Aber dann will die Autoversicherung mal wieder einen Bogen ausgefüllt haben, hier liegt schon wieder das Kärtchen der Stadtwerke zum Zählerablesen, das muss alles noch eingetragen und weggeschickt werden, da muss noch ein Antrag gestellt werden, die Krankenversicherung braucht auch noch irgendeinen Wisch, lauter Tätigkeiten, die ich abgrundtief hasse, sogar mehr als Wäschewaschen, und für sowas brauche ich oft noch viel länger als für den ganzen Haushaltskram, weil ich es meistens endlos vor mir herschiebe. Und da bin ich meinem Mann unendlich dankbar, dass das meistens er übernimmt. Genauso wie die Reparatur des verstopften Wasserhahns, und die neuen Lampen für mein Arbeitszimmer hängt er mir auch noch auf.

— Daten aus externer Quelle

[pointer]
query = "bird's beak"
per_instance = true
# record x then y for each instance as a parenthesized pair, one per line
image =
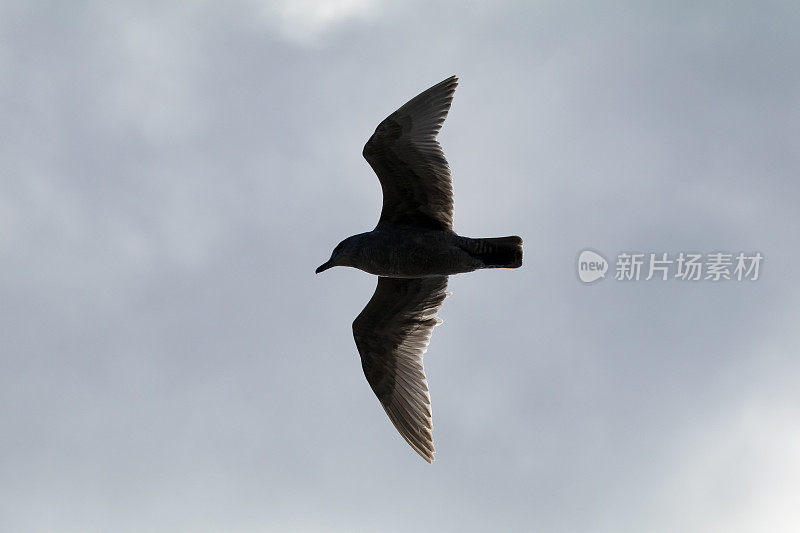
(324, 266)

Dass das alles keine gleichberechtigte Arbeitsteilung ist, weiß ich auch, aber im Laufe der Jahre bin ich einfach zu dem Schluss gekommen, dass es wohl Dinge gibt, die er ungern macht, und zwar noch ungerner als ich (mit den Kindern zum Arzt gehen) und umgekehrt gibt es eben Dinge, die ich noch ungerner mache als er, den Stromzähler ablesen. Unterm Strich landen wir dann wahrscheinlich doch bei gleich vielen Dingen, die wir zu einem halbwegs rund laufenden Haushalt beitragen, nur liegt bei mir die Gewichtung eben stärker beim Sozialen. Jede emanzipierte Frau wird mir jetzt wahrscheinlich in den Rücken fallen, aber ganz ehrlich, ich denke mittlerweile, dass ein gelungenes Miteinander in erster Linie auf Kompromissbereitschaft beruht, egal, ob in der Familie, im Berufsleben oder im Freundeskreis, oder wie denkt ihr darüber?

Den Rasen mähen wir übrigens beide nicht, das müssen die Kinder machen.